3.1.2. Ethyl N-benzyl-N-(12-isopropyl-6,9a-dimethyl-1,3-dioxo-3,3a,4,5,5a,6,7,8,9,9a,9b,10,11,11a-tetradecahydro-1H-3b,11-ethenophenanthro[1,2-c]furan-6-carbonyl)glycylglycinate (4)

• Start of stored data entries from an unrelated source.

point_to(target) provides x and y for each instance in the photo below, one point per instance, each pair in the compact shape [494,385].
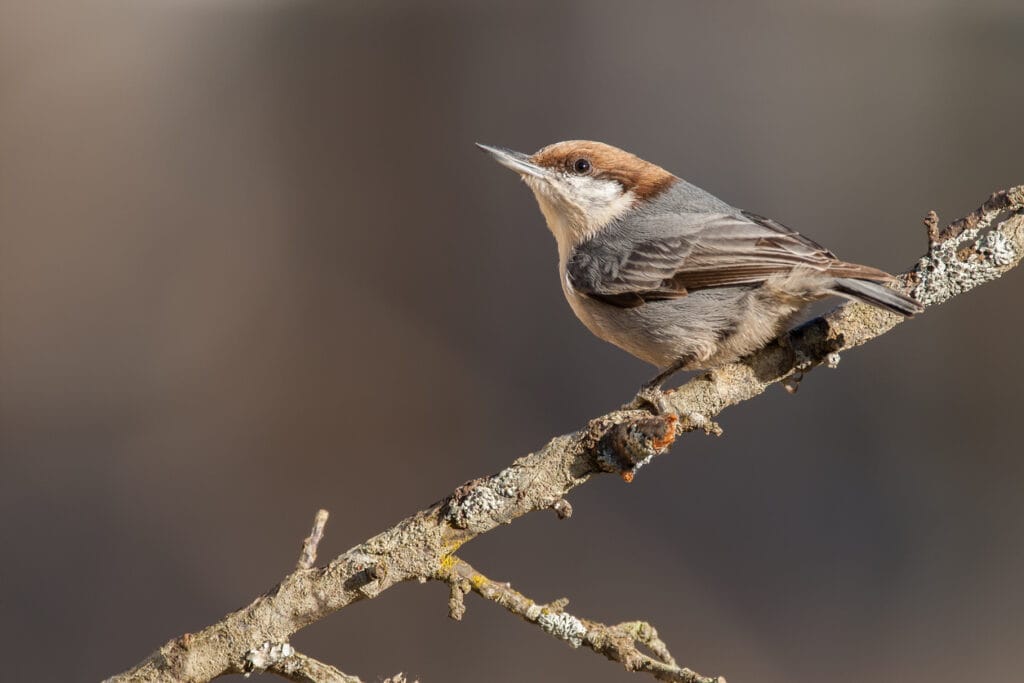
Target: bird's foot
[650,397]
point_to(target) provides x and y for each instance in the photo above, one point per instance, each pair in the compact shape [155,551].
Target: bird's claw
[652,398]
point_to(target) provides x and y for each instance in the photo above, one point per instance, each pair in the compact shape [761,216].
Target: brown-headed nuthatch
[671,273]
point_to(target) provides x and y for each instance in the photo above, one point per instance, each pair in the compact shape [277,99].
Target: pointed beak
[516,161]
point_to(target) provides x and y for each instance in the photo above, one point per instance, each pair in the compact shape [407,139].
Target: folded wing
[724,250]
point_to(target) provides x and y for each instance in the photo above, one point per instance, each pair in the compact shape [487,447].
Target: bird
[672,273]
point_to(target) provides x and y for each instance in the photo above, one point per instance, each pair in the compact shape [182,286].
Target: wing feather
[724,250]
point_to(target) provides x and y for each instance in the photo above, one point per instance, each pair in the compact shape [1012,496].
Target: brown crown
[642,178]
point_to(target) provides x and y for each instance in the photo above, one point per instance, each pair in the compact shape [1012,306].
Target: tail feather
[877,295]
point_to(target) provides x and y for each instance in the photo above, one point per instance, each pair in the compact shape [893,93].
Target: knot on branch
[268,654]
[629,445]
[478,503]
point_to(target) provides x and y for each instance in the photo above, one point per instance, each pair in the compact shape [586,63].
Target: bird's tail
[877,295]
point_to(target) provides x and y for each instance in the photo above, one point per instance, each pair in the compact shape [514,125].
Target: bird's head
[582,186]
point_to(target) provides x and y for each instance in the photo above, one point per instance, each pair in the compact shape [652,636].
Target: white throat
[577,208]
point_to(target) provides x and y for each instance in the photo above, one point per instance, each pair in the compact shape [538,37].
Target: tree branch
[969,252]
[617,642]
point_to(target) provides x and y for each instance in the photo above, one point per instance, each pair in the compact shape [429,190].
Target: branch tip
[307,558]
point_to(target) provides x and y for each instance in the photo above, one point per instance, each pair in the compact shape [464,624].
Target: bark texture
[969,252]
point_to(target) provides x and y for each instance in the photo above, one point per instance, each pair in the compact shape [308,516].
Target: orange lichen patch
[446,563]
[669,437]
[642,178]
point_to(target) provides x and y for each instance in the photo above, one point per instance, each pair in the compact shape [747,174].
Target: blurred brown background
[252,264]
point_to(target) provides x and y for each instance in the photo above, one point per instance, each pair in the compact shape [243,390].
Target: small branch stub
[308,556]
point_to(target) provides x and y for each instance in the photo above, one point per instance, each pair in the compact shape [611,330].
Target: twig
[308,556]
[617,642]
[970,252]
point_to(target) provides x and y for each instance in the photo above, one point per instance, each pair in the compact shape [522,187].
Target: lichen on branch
[972,251]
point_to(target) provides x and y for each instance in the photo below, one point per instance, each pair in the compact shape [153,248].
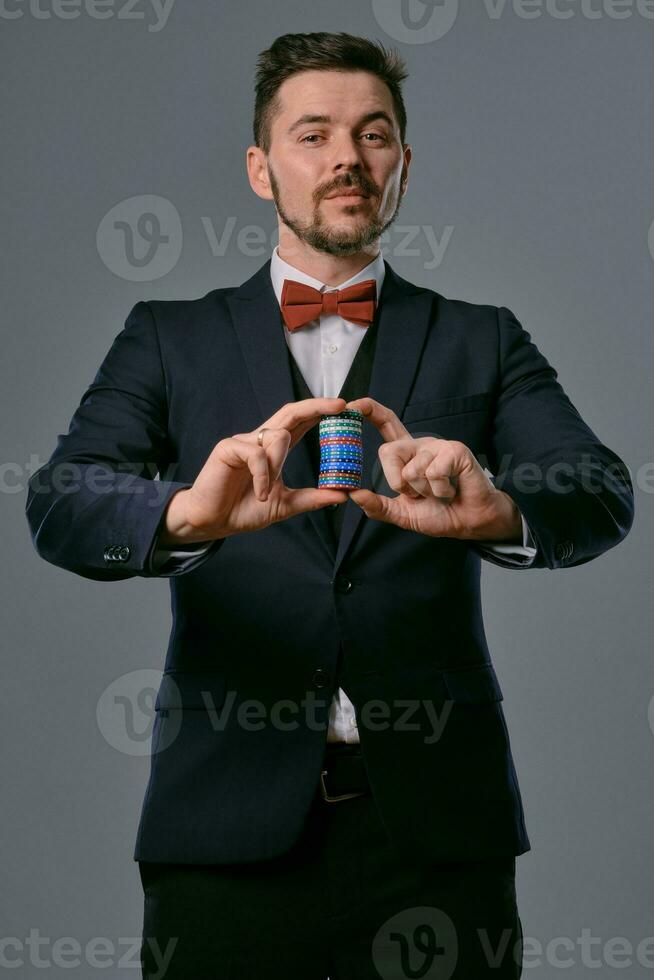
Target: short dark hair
[321,51]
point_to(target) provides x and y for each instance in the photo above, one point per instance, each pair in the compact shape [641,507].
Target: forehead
[342,95]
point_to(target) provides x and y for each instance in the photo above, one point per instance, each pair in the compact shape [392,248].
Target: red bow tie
[301,303]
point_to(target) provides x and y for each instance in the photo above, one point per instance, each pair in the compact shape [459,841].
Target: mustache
[359,185]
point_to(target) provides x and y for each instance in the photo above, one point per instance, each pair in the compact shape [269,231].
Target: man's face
[312,160]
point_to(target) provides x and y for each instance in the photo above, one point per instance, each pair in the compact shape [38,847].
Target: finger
[382,417]
[427,477]
[299,417]
[263,462]
[412,479]
[307,499]
[379,507]
[394,456]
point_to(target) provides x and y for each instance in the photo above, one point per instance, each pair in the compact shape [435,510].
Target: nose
[346,153]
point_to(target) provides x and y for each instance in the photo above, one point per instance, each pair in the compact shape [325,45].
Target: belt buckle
[334,799]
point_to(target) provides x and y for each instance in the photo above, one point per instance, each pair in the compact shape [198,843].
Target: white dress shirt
[324,350]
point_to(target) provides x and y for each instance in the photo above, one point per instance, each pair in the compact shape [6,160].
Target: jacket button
[564,550]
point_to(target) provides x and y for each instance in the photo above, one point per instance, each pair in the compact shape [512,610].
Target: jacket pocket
[473,684]
[186,689]
[438,407]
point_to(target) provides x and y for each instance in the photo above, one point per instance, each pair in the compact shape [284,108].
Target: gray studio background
[531,186]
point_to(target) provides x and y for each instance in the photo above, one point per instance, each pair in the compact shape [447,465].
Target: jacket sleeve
[575,494]
[95,508]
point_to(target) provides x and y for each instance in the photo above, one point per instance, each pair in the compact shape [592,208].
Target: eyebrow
[310,118]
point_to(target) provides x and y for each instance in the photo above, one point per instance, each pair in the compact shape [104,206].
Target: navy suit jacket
[258,620]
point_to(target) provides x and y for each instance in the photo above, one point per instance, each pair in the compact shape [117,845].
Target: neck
[330,269]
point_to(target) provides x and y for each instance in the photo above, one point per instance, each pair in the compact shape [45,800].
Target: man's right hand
[239,488]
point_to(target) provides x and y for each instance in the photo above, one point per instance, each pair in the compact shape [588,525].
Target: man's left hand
[442,489]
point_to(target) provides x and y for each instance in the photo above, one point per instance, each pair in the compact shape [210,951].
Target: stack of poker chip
[341,450]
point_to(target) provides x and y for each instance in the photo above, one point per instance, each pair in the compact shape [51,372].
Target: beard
[322,236]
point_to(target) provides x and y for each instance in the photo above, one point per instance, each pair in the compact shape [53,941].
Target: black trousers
[341,904]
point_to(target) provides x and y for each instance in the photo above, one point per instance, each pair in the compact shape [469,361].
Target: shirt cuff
[521,556]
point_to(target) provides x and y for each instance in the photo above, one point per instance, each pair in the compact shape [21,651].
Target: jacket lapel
[404,316]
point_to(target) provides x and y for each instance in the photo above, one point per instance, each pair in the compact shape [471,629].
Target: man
[332,791]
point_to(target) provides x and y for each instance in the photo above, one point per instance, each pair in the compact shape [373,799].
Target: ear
[257,168]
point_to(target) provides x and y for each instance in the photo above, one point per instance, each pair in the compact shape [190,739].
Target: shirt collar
[280,270]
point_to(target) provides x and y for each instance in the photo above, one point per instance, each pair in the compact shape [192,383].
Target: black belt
[343,775]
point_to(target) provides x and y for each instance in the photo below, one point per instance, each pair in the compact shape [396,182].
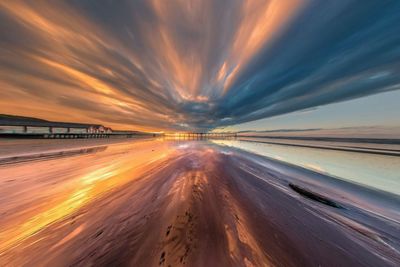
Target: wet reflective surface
[193,203]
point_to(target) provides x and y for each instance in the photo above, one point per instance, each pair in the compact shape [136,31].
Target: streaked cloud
[184,65]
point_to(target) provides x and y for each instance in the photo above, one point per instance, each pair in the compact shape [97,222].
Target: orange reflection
[88,187]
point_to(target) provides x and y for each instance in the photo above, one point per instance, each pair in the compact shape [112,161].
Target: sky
[183,65]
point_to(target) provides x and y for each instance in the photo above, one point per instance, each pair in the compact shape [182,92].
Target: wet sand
[160,203]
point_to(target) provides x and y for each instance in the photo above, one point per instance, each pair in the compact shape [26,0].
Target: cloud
[189,65]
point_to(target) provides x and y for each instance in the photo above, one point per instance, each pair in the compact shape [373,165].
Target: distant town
[28,127]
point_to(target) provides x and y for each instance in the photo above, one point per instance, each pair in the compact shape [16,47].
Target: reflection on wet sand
[166,203]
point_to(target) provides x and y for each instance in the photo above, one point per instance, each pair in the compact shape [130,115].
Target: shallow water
[375,171]
[193,203]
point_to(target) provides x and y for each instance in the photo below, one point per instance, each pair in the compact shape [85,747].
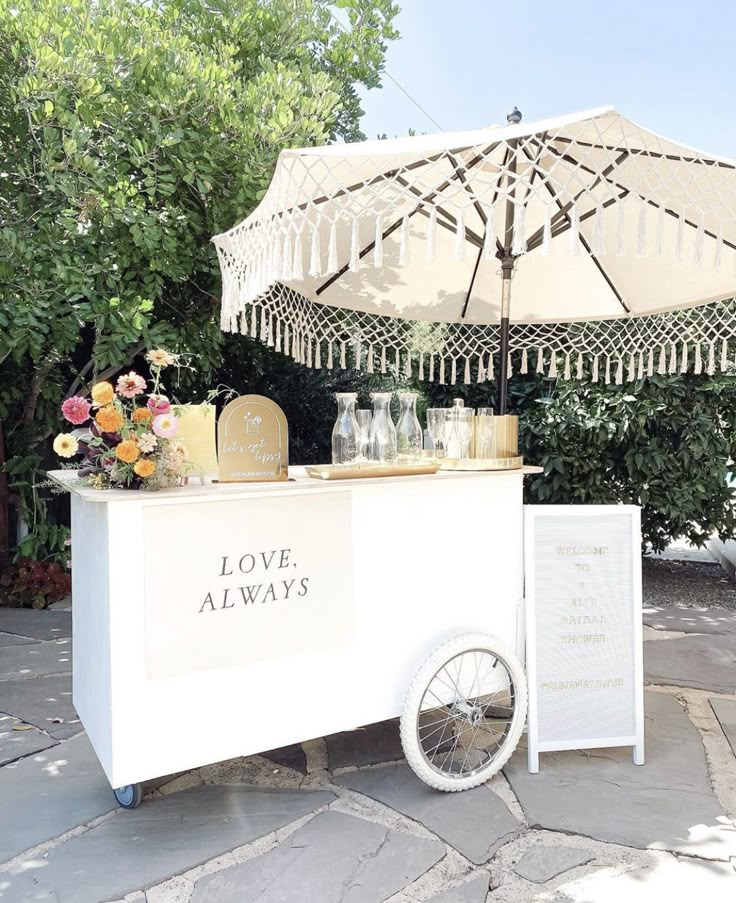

Yield 89%, white powder. Here, mp: 158 °C, IR (υ′ max, cm⁻¹) 3365 (υ NH), 2956 (υ CH₃), 1780, 1748, 1635 (υ C=O), 1206 (δ C-O), [α]²⁰_D -11 (c 0.05, CHCl₃). ¹H NMR (δ, ppm, CDCl₃, 500 MHz): 7.42–7.12 (5H, m, H-Ar), 6.65 (1H, br. s, NH), 5.50 (1H, s, H-14), 4.98–4.70 (2H, m, CH₂), 4.22–3.49 (6H, m, CH₂), 3.05 (1H, br. s, H-12), 2.62 (1H, d, J 7.7, H-15), 2.49 (1H, d, J 7.7, H-16), 2.23 (1H, dt, J 3.0, J 14.0, H-17), 2.01–1.15 (12H, m, CH, CH₂), 1.22 (3H, s, CH₃), 1.21 (3H, s, H-21), 1.02 (3H, d, J 6.8, H-18), 1.01 (3H, d, J 6.8, H-19), 0.99–0.80 (2H, m, H-6), 0.51 (3H, s, H-20); ¹³C NMR (δ, ppm, CDCl₃, 125.5 MHz): 179.89 (C-20), 172.71 (C-23), 170.90 (C-24), 169.67 (C=O), 169.28 (C=O), 147.97 (C-14), 136.33 (C-Ar), 128.91 (2 C-Ar), 127.64 (2 C-Ar), 126.79 (C-13), 125.45 2 (C-Ar), 61.48, 53.57, 53.06, 51.40, 49.61, 46.63, 45.64, 41.20, 40.37, 37.99, 37.53, 36.17, 35.66, 34.62, 32.73, 27.15, 22.01, 20.58, 19.97, 18.51, 17.11, 16.09, 15.78, 14.16. Analysis calculated for C₃₇H₄₈N₂O₇: C, 70.23; H, 7.65; N, 4.43. Found: C, 70.25; H, 7.67; N, 4.39. HRMS [M + H]⁺ 633.3536, [M + Na]⁺ 655.3357, [M + K]⁺ 671.3093, calculated for C₃₇H₄₈N₂O₇: 632.80

3.2. Anticancer Assay

The experimental procedure is described in the Supplementary Materials.

4. Conclusions

With the participation of paraformaldehyde, benzyl amine, ethyl 2-isocyanoacetate and 2,3-dihydroquinopimaric or maleopimaric acids, the corresponding bisamide derivatives were synthesized via the Ugi reaction. The anticancer properties of the compounds were studied in vitro.